|
Hello all, I'm testing the parameters of an experimental ANN training algorithm for binary classification. This procedure is expected to do well on highly unbalanced data IF most attributes are continuous (it relies heavily on continuous probability distributions). I need data to test it. Any suggestions?
This question is marked "community wiki".
|
|
Teenagers take moringa capsules to cure acne in three days. College students take it to keep alert for late night study sessions and again in the morning prior to exams in order to enhance recall. Many suffering with Fibromyalgia find it’s the only thing that brings them relief nysbs moringa .
This answer is marked "community wiki".
|
|
One thing you can do is create your own artificial dataset that has these properties and looks as natural as possible. For example, I don't know what you mean by "relies heavily on discrete probability distributions" but if you can find a balanced dataset with that property you can create an unbalanced one by biased sampling.

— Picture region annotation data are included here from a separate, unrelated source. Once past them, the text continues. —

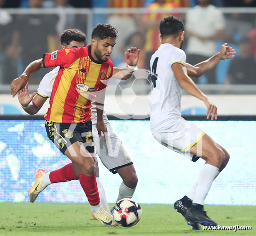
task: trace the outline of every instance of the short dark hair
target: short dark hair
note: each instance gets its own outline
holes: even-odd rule
[[[162,38],[168,35],[177,37],[184,31],[184,25],[180,18],[169,15],[162,19],[160,29]]]
[[[101,40],[106,38],[116,38],[117,37],[116,29],[109,24],[99,23],[94,27],[92,33],[92,39],[97,38]]]
[[[87,41],[87,38],[84,34],[73,29],[66,30],[60,35],[60,43],[62,45],[68,45],[72,41],[84,42],[86,43]]]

This answer is marked "community wiki".
Relies on continuous probability distributions. I use characteristics of the training data probability distributions to change the training process. For an instance of the data I'm looking for, at work I analyze credit card fraud data. We have 30.000 fair transactions per fraudulent trasaction, a pretty unbalanced situation. I'm looking for similar data, but in a domain where most attributes are continuous (most my credit card variables are nominal). An artificial dataset is the easy way out, I'm looking first at real world data.
(Feb 28 '12 at 07:59)
Lucas Gallindo
My suggestion still stands: pick a dataset where the attributes are continuous, use biased sampling to make it unbalanced, and see how you perform.
(Feb 28 '12 at 08:01)
Alexandre Passos ♦
|
I don't have a dataset at hand but does ANN stand for Artificial Neural Networks or Approximate Nearest Neighbors?
What kind of number of dimensions / features can this algorithm scale to? 100, 10k, 1M? Does it handle sparse data (many zeros) efficiently?
ANN = Artificial Neural Network. In particular, MLPs.
I do not think the number of dimensions will be a problem, but sparse dimensions might present trouble. I have extensions for sparse data in my mind, but I do want to test it on "simpler" data first. So far, I tested it only on balanced data and artificial datasets.
Like ogrisel, I don't have a dataset in mind, but have a look for medical datasets -- often the number of positive cases are much smaller than the negatives.
Perhaps you should describe the real-world data-sets you have tested on; maybe that'll help spark an idea in people's minds.
@Brian Vandenberg, I tested it on three PROBEN1 datasets: Card, Cancer and Diabetes. I was comparing results with those of the IJCNN 2011 paper "PCA and Gaussian Noise in MLP Neural Network Training Improve Generalization in Problems with Small and Unbalanced Data Sets". There was a small but significant improvement.